Por Laurie Goodstein :: 19:20 25/02

CHICAGO - Um grupo de oito cristãos, judeus e agnósticos que se juntaram para assistir a "A Paixão de Cristo" na noite de segunda-feira admitiu que tinham expectativas muito diferentes para o filme. O sacerdote grego-ortodoxo disse que estava predisposto a gostar dele; o ministro metodista e o padre católico romano estavam curiosos, mas desconfiados de suas alegações de autenticidade religiosa; e os judeus estavam receosos de que ele inflamaria o anti-semitismo.   

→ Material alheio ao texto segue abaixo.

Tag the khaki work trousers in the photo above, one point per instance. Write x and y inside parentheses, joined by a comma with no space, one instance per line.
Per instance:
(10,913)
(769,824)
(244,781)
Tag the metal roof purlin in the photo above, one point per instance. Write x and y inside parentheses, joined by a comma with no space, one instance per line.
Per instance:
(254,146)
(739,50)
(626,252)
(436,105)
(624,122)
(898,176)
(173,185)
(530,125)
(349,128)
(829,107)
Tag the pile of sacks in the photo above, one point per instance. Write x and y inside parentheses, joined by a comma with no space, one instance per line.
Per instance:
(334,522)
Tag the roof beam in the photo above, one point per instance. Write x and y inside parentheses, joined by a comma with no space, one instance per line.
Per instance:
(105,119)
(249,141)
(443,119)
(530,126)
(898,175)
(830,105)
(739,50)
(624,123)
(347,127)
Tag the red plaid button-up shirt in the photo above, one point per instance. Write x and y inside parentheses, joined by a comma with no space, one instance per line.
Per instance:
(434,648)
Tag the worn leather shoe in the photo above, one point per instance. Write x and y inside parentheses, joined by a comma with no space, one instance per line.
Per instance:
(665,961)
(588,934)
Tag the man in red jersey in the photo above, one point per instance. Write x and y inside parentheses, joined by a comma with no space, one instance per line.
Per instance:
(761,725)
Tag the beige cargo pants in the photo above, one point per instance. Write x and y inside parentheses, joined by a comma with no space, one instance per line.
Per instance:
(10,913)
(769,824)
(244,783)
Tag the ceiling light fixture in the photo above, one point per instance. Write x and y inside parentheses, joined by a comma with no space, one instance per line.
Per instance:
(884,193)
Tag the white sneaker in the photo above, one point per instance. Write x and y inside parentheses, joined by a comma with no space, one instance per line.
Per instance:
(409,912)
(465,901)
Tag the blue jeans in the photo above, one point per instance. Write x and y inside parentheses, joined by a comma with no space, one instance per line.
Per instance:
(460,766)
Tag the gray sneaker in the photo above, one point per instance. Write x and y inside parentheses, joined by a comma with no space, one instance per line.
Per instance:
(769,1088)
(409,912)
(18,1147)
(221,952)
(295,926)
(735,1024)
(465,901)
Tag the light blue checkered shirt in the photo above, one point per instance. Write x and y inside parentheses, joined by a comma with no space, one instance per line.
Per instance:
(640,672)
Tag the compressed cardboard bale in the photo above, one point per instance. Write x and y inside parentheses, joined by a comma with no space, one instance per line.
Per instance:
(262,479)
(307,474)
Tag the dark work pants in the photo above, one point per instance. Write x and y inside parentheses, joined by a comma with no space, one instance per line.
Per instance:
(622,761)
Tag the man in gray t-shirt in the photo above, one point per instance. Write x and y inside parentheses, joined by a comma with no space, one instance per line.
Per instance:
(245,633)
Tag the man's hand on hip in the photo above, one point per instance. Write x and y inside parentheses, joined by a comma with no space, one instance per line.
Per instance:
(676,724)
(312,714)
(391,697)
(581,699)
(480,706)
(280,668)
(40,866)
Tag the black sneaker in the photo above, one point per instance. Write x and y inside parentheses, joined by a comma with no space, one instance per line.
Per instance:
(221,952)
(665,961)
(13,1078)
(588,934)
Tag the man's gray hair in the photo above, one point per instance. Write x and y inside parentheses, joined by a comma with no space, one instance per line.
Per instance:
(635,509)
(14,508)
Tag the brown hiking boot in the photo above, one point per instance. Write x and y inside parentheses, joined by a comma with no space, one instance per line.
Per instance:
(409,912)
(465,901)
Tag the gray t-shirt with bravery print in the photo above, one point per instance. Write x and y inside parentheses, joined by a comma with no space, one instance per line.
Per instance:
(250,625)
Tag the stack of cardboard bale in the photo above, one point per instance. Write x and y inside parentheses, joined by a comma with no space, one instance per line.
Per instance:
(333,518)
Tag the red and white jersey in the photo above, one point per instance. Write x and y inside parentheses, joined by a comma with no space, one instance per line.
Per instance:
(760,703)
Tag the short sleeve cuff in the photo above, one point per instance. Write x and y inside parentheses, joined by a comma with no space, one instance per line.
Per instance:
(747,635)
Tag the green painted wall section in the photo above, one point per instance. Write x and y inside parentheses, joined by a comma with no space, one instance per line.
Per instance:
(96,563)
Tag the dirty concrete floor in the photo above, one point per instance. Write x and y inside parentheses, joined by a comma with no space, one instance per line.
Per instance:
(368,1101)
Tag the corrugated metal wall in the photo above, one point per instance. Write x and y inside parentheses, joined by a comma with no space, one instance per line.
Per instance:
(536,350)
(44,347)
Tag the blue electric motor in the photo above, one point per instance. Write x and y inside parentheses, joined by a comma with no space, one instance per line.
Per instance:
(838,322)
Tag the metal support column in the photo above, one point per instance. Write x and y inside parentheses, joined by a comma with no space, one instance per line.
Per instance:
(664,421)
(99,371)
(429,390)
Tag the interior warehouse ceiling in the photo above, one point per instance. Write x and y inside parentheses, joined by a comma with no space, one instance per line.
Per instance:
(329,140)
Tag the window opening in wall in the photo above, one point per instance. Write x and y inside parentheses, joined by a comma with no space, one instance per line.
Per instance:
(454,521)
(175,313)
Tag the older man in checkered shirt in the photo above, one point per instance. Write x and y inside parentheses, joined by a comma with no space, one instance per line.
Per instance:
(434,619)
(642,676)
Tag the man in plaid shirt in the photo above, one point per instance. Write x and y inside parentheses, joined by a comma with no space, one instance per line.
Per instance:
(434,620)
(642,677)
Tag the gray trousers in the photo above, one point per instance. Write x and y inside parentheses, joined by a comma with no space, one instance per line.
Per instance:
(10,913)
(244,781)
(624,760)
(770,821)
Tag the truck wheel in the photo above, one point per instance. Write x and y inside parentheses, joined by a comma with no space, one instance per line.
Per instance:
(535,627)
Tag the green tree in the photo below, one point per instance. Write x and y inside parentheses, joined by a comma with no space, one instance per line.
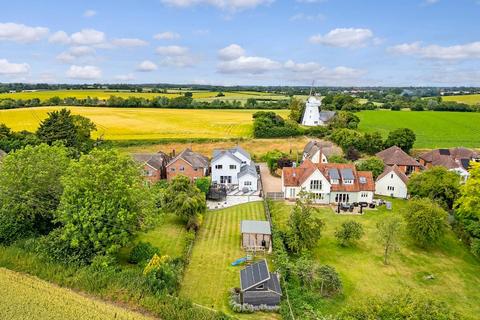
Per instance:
(403,138)
(468,208)
(304,230)
(184,199)
(425,221)
(436,183)
(104,203)
(388,231)
(296,109)
(30,190)
(373,164)
(349,232)
(73,130)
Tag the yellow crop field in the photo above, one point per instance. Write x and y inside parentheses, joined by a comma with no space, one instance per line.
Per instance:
(468,98)
(26,297)
(143,123)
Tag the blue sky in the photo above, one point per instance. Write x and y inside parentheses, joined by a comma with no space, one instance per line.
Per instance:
(230,42)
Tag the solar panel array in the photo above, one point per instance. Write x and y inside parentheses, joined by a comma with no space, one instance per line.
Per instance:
(254,274)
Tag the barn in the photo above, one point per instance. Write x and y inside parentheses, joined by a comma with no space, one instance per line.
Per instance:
(256,235)
(259,286)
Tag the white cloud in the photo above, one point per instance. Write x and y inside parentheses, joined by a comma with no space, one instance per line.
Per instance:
(147,66)
(167,35)
(88,37)
(84,72)
(7,68)
(307,17)
(248,65)
(129,42)
(89,13)
(455,52)
(125,77)
(232,5)
(176,56)
(59,37)
(344,38)
(231,52)
(21,33)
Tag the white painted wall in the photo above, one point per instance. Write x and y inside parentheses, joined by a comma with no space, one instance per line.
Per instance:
(391,180)
(225,161)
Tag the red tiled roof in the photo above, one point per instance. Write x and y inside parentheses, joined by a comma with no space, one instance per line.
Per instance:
(294,177)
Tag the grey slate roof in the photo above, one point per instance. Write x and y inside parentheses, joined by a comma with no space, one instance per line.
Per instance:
(248,169)
(196,160)
(254,274)
(256,226)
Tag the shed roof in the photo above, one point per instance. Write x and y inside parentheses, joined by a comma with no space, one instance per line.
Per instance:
(254,274)
(256,226)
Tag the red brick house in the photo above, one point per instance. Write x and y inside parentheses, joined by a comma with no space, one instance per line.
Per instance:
(154,165)
(188,163)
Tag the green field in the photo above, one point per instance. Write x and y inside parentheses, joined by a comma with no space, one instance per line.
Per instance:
(139,124)
(456,271)
(209,275)
(105,94)
(468,98)
(433,129)
(27,297)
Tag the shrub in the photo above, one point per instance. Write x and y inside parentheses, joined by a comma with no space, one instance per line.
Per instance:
(349,232)
(142,252)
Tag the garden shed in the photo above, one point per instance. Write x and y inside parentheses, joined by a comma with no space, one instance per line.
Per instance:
(256,235)
(259,286)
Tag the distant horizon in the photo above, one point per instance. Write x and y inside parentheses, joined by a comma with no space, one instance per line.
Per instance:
(337,43)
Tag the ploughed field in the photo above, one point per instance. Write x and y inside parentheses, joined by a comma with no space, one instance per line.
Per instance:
(27,297)
(146,123)
(433,129)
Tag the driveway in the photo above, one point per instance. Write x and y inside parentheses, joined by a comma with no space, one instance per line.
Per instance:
(270,183)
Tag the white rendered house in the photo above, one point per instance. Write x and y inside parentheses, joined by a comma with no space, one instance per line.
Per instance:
(234,167)
(328,183)
(392,183)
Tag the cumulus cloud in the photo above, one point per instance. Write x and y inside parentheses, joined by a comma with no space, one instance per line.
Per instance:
(147,66)
(344,38)
(455,52)
(232,5)
(176,56)
(8,68)
(167,35)
(88,37)
(21,33)
(84,72)
(89,13)
(231,52)
(129,42)
(59,37)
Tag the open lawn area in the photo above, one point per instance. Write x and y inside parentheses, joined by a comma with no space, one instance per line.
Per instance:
(468,98)
(455,270)
(433,129)
(209,276)
(140,124)
(27,297)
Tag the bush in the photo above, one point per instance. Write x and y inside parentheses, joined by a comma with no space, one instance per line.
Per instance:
(142,252)
(349,232)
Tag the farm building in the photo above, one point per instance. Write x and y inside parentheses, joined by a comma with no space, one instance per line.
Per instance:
(256,235)
(259,286)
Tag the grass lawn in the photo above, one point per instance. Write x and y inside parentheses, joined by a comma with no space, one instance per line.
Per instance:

Mas após a exibição, em uma discussão tarde da noite ao redor de uma mesa na Primeira Igreja Metodista Unida no Templo de Chicago, os membros do painel estavam em total acordo: eles estavam perturbados com o que viram. O filme, disseram eles, desviou por caminhos bizarros dos relatos do Novo Testamento, tombou emocionalmente e estava extremamente violento.

Os cristãos afirmaram estarem consternados em ver o inspirador profeta Jesus reduzido a uma mera vítima. Os judeus disseram estar horrorizados em ver os grandes sacerdotes judeus retratados como tramadores sedentos de sangue exigindo a morte de Jesus por causa dos protestos de um simpático Pontius Pilate, o governador romano.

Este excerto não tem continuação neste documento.